2025 · World Labs · Intermediate
Marble: A Multimodal World Model
Marble generates persistent 3D worlds from text, images, video, panoramas, or coarse 3D layouts.
Direct answer
What does Marble: A Multimodal World Model contribute?
Marble generates persistent 3D worlds from text, images, video, panoramas, or coarse 3D layouts.
Background
World Labs presents Marble as a multimodal world model for reconstructing, generating, editing, and exporting spatially consistent 3D worlds. It is product-facing, but directly represents the spatial-intelligence research direction.
Problem
The work addresses a central constraint in Spatial Intelligence: building systems that learn useful representations or actions while remaining general enough to transfer beyond a single demonstration or environment.
Core idea
Marble generates persistent 3D worlds from text, images, video, panoramas, or coarse 3D layouts.
Architecture and method
World Labs presents Marble as a multimodal world model for reconstructing, generating, editing, and exporting spatially consistent 3D worlds. It is product-facing, but directly represents the spatial-intelligence research direction.
- Multimodal 3D world generation
- Interactive world editing
- Exportable Gaussian splats, meshes, and videos
Results and impact
It makes the world-model layer visible to builders: generated 3D environments can become creative tools, simulation assets, and eventually training contexts.
Prerequisites
- 3D representations
- Generative models
- World models
Recommended reading order
Read the explanation above, review the related topic pages, then use the primary-source links below to inspect the abstract, figures, experiments, and released implementation.
Primary sources
External links are provided after the context needed to evaluate the work.
Follow-up research
Related papers and concepts
Genie 3: A General-Purpose World Model
Genie 3 generates interactive environments that can be explored in real time from text descriptions.
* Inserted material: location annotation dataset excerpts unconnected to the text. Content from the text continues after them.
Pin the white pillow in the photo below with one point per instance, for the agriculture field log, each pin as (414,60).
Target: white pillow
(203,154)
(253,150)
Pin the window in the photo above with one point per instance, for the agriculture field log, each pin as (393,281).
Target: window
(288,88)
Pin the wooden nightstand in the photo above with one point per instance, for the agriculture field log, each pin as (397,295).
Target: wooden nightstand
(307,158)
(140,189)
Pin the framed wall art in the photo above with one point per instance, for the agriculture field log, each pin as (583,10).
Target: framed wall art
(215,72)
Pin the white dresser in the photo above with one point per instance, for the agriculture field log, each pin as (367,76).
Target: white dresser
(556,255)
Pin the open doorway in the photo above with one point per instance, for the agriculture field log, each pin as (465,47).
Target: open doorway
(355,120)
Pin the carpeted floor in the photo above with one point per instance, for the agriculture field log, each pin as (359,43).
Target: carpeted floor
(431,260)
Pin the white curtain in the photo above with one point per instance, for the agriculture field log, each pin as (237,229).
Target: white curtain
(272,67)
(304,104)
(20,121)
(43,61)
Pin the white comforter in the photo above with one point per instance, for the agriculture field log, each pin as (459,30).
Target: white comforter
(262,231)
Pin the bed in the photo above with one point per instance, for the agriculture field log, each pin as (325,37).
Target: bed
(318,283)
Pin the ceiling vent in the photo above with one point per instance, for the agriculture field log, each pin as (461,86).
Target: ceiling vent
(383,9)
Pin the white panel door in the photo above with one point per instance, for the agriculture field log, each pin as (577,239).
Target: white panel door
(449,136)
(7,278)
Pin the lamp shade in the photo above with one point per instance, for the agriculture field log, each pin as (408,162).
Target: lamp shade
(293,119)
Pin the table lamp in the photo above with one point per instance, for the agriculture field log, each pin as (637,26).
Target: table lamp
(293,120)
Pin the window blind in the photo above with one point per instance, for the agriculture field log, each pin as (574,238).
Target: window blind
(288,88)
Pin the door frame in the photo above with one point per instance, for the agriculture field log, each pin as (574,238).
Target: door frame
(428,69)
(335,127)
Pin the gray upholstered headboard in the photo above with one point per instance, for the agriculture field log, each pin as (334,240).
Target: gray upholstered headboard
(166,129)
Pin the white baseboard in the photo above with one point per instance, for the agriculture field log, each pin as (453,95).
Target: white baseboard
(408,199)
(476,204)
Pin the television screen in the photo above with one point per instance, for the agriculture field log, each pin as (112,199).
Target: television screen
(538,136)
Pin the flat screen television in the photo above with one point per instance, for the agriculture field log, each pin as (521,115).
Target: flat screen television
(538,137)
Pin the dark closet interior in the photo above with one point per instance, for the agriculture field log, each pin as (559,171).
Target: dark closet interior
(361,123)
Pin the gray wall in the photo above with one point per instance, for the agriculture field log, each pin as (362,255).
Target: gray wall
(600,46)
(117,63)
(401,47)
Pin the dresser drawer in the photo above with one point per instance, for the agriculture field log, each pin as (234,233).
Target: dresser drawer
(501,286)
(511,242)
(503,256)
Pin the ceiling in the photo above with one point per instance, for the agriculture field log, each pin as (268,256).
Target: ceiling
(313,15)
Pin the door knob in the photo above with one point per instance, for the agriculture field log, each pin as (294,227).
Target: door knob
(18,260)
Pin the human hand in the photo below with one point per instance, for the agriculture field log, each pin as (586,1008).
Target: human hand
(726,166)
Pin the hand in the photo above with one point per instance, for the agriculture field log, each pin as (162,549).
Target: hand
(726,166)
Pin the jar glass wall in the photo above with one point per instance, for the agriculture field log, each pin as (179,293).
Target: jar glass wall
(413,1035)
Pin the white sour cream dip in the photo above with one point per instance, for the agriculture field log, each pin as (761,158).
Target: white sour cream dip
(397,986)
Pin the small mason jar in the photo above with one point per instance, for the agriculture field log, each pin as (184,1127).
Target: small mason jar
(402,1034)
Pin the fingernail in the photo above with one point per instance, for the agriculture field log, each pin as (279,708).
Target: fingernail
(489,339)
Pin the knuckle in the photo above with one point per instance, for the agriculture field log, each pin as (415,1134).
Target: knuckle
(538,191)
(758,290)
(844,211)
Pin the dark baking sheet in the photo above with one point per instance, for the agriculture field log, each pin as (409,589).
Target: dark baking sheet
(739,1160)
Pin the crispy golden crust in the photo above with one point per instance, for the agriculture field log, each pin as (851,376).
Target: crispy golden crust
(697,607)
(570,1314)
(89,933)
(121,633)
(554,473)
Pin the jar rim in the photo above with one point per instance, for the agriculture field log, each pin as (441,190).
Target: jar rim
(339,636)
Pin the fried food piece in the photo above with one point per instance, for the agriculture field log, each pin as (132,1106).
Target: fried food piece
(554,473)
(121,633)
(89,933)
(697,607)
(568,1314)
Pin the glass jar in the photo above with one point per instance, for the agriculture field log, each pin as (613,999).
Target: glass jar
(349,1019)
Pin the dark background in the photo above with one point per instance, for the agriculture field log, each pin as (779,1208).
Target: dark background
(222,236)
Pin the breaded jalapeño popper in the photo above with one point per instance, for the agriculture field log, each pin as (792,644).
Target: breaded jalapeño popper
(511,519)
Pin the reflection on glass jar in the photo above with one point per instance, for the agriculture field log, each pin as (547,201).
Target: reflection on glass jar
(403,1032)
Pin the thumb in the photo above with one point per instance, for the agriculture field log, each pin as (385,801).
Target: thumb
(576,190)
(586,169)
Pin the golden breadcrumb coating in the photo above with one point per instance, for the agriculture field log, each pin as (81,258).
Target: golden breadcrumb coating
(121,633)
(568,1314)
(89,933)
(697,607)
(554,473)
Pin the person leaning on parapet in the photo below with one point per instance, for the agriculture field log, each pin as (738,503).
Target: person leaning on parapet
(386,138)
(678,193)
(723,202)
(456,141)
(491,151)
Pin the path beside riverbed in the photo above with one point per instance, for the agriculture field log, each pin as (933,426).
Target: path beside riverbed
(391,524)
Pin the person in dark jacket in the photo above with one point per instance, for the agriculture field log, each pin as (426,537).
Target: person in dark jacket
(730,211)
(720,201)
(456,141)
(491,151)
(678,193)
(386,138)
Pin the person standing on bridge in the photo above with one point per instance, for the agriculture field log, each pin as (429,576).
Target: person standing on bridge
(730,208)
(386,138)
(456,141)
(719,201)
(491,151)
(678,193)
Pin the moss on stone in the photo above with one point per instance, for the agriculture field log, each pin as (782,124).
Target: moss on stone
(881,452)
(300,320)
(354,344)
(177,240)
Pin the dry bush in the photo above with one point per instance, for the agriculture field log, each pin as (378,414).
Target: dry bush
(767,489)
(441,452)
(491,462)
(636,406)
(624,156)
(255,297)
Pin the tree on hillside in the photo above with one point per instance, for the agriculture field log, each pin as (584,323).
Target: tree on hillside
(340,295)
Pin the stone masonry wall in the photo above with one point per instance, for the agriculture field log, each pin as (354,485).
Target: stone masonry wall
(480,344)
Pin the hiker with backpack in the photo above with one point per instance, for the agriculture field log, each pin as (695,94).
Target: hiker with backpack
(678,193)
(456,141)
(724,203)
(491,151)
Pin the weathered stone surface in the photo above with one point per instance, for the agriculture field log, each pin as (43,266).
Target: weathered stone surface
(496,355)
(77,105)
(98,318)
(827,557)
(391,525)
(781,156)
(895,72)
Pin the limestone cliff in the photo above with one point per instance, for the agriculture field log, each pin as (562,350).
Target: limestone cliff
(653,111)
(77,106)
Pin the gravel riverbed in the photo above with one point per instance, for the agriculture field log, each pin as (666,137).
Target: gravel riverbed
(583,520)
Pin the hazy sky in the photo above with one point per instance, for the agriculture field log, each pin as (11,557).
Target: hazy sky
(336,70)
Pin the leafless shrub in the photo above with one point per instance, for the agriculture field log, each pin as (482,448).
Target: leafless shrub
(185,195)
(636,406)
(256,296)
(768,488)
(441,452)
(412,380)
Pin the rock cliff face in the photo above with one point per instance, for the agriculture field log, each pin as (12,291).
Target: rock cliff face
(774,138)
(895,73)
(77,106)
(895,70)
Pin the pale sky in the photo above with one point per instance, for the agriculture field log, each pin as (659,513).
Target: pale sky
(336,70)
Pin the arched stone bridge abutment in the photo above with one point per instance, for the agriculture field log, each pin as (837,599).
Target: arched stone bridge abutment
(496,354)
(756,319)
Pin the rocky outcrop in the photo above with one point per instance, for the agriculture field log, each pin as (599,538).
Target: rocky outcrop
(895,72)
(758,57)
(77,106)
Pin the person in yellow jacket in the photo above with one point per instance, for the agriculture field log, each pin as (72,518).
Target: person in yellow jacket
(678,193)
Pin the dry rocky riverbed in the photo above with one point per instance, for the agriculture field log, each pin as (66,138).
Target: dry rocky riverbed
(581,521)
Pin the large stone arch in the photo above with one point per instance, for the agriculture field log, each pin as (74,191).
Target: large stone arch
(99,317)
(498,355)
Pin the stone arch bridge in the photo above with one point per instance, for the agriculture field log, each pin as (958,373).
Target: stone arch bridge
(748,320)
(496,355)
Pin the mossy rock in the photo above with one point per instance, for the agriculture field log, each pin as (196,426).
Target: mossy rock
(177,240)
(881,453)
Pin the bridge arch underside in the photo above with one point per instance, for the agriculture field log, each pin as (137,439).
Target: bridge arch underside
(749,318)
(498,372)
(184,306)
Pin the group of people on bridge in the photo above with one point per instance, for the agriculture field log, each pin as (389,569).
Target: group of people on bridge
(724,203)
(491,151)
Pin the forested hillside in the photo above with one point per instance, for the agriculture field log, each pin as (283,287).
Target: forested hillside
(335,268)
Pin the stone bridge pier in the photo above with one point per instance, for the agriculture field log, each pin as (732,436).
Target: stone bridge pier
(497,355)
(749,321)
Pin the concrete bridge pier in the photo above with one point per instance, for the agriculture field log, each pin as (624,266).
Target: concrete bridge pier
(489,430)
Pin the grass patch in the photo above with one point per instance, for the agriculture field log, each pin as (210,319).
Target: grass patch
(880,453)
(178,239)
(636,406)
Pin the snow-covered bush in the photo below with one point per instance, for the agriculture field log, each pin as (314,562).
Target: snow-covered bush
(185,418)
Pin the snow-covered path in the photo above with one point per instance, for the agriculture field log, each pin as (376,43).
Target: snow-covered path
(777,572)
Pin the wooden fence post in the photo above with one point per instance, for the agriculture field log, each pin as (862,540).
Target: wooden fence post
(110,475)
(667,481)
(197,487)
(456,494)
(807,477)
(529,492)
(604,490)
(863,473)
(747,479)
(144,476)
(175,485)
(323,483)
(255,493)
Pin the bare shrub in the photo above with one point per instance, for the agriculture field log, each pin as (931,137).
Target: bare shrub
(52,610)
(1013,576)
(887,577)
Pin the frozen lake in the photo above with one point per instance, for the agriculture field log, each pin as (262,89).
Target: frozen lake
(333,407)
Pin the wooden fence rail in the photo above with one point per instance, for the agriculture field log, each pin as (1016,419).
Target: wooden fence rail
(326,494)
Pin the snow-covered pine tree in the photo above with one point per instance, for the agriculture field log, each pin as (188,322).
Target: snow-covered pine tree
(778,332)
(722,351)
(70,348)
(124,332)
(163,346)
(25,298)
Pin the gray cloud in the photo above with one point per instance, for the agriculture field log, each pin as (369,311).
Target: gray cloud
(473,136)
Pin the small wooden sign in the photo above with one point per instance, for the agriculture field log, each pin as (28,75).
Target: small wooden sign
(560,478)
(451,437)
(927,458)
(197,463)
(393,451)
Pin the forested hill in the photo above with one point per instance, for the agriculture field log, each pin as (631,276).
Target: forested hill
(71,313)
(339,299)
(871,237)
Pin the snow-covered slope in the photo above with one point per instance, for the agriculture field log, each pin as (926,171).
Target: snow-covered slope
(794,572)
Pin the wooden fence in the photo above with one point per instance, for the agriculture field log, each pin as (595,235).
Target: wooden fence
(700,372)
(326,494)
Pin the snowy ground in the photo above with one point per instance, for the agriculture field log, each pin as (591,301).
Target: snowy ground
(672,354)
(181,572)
Cosmos 3: Omnimodal World Models for Physical AI
Cosmos 3 unifies language, image, video, audio, and action into an open world-model backbone for physical AI.
V-JEPA 2: Self-Supervised Video Models for Physical Planning
V-JEPA 2 learns predictive video representations that support visual understanding and zero-shot robot control.
GAIA-1: A Generative World Model for Autonomous Driving
GAIA-1 generates realistic driving scenarios conditioned on video, text, and vehicle actions.
Common questions
Frequently asked questions
What is the main idea of Marble: A Multimodal World Model?
Marble generates persistent 3D worlds from text, images, video, panoramas, or coarse 3D layouts.
Why is Marble: A Multimodal World Model important?
It makes the world-model layer visible to builders: generated 3D environments can become creative tools, simulation assets, and eventually training contexts.
What should I learn before reading Marble: A Multimodal World Model?
Recommended prerequisites are 3D representations, Generative models, World models.